Social Networking – The SMB challenge and how the SMBs can gain value from Salesforce.com Cloud Service solution

Social networking sites like Twitter, Facebook, LinkedIn, WordPress are all the range in the B2B and B2C world today. But does the SMB business owners/CEOs or a lone marketing person have the time to devote to track and follow these sites without spending an inordinate amount to time and effort – especially when there is no clearly identifiable direct linkage that this leads to increased sales. How can SMBs participate in and leverage these market trends effectively to address their business and marketing needs?

All these social networking sites present vast amount of unstructured information to the SMBs. In addition, SMBs are also beginning to see a large number of e-mails sent to our e-mail In-boxes from these social sites – leading to information overload, and in many cases turning away the SMB that could benefit from it. What is needed is a solution that aggregates information from all these social networking/community knowledge sites and presents it to the SMBs in a manner that make the information (which at times is very valuable) more easily consumable and easily searchable.

I was at the Salesforce.com CloudForce.com seminar some time ago, where they showcased their social networking integration and service cloud strategy. The Service Cloud shows an elegant and easy-to-use dashboard to present and search the popular social networking sites to the SMB and mid-market enterprises – this will help the SMBs take advantage of all the community knowledge without spending a lot of time and effort following individual solutions like Twitter, Facebook, LinkedIn, WordPress, etc.
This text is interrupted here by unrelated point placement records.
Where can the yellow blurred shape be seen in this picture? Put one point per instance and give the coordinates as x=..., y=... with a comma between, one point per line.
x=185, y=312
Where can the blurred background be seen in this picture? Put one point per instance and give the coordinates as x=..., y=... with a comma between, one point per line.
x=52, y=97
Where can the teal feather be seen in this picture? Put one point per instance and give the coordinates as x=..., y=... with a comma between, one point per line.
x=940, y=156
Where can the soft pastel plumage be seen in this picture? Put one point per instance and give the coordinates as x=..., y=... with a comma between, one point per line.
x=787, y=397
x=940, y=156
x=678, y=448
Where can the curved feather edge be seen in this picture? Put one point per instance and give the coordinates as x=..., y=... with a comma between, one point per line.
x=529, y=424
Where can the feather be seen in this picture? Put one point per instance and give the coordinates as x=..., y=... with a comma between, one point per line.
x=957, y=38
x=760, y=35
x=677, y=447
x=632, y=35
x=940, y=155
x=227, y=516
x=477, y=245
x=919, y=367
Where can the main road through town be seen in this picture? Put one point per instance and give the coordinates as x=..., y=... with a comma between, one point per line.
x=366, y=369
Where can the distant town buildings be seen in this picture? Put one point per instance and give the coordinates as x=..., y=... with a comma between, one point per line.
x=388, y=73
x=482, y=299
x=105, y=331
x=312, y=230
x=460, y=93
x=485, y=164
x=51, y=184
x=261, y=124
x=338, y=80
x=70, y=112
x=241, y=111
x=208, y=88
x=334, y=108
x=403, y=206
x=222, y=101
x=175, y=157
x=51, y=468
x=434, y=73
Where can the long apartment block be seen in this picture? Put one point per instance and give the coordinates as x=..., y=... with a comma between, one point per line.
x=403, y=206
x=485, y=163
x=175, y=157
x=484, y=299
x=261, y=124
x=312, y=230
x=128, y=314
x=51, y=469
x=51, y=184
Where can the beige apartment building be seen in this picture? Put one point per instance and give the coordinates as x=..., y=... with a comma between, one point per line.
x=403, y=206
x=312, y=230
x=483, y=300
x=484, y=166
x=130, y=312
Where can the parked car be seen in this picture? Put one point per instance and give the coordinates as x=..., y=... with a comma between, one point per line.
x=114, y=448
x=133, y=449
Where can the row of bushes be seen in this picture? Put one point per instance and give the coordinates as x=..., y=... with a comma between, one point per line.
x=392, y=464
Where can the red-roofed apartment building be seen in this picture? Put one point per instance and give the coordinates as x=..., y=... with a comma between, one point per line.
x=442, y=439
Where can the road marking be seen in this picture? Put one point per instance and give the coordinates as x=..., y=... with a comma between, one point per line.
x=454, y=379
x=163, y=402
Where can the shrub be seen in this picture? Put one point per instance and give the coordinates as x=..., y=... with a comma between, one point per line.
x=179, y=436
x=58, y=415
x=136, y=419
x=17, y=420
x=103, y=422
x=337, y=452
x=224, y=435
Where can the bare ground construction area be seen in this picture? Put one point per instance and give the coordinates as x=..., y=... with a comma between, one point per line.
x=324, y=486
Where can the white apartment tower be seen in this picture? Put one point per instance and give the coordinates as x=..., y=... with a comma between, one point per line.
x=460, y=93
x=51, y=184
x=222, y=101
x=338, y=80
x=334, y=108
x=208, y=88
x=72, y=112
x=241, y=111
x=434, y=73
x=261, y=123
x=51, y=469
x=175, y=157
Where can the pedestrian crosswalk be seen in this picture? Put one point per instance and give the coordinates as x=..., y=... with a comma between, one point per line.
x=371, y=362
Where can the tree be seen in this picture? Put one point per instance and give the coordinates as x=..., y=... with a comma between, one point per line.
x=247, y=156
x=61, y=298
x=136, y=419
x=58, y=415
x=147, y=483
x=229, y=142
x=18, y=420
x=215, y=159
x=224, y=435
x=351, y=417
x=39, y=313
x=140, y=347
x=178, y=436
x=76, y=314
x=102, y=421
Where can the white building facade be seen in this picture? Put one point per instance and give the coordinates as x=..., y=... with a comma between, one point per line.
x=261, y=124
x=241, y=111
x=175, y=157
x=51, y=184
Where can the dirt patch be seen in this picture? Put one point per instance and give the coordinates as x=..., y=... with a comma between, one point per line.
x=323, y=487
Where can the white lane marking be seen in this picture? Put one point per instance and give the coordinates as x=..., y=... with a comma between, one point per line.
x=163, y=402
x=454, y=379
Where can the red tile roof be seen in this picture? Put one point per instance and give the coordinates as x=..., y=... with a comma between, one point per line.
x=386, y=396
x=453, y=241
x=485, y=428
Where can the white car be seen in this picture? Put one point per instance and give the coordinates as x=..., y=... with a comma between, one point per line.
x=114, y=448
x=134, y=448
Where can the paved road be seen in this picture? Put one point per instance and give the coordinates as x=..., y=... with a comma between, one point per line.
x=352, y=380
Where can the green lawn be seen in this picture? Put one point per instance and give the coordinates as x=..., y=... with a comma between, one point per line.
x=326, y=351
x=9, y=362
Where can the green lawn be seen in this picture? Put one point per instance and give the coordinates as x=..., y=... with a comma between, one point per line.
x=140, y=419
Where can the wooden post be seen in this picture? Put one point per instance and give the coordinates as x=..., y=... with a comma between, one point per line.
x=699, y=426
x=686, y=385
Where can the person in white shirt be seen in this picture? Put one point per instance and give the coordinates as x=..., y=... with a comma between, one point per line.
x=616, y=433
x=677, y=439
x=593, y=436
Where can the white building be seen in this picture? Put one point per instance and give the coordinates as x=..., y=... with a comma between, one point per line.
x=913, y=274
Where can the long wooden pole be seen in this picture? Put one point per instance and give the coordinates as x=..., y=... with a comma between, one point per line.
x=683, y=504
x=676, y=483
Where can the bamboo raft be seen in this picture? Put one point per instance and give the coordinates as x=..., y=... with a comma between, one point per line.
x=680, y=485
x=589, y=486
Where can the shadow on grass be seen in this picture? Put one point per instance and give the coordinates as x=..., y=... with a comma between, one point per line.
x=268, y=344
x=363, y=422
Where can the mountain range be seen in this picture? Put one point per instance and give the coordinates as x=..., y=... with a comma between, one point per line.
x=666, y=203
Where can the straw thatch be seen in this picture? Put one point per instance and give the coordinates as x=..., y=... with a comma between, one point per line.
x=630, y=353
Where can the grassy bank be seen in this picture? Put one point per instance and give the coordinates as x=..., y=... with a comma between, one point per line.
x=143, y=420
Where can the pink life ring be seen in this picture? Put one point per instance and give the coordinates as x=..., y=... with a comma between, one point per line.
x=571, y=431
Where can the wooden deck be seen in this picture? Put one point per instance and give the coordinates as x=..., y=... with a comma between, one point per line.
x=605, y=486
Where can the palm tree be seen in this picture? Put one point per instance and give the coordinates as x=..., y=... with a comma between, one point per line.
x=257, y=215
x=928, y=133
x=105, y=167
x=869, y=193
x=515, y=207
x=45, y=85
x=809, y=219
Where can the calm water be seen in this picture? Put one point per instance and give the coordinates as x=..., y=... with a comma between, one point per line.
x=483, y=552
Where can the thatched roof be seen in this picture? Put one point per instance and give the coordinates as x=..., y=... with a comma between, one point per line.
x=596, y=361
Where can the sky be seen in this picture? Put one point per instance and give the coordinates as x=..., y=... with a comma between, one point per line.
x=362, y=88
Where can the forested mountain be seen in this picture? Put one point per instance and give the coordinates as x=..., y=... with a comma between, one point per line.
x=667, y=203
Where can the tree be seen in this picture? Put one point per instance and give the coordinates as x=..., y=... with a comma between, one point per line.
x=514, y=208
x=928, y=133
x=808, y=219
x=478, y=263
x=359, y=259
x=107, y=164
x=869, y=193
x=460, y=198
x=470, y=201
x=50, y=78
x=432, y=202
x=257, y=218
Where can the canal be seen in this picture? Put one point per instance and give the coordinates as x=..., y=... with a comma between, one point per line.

CRM platform has the potential to pull together information/community knowledge from the various social networking sites and meaningfully relate it current customers, prospects, and partners to deliver more engaging conversations and communications – providing significantly better ROI compared to an ad-hoc social networking access.

Social networking & community services do have the potential to:

  • Improve customer interactions and relationships
  • Actively engage customers and partners
  • Engage potential customers in technology education and learning
  • Interacting with the channel/VARs for information exchange and support

SMBs are actively exploring how to participate and incorporate all of these social networking sites/feeds to develop a social networking strategy that drives a broader marketing and services strategy.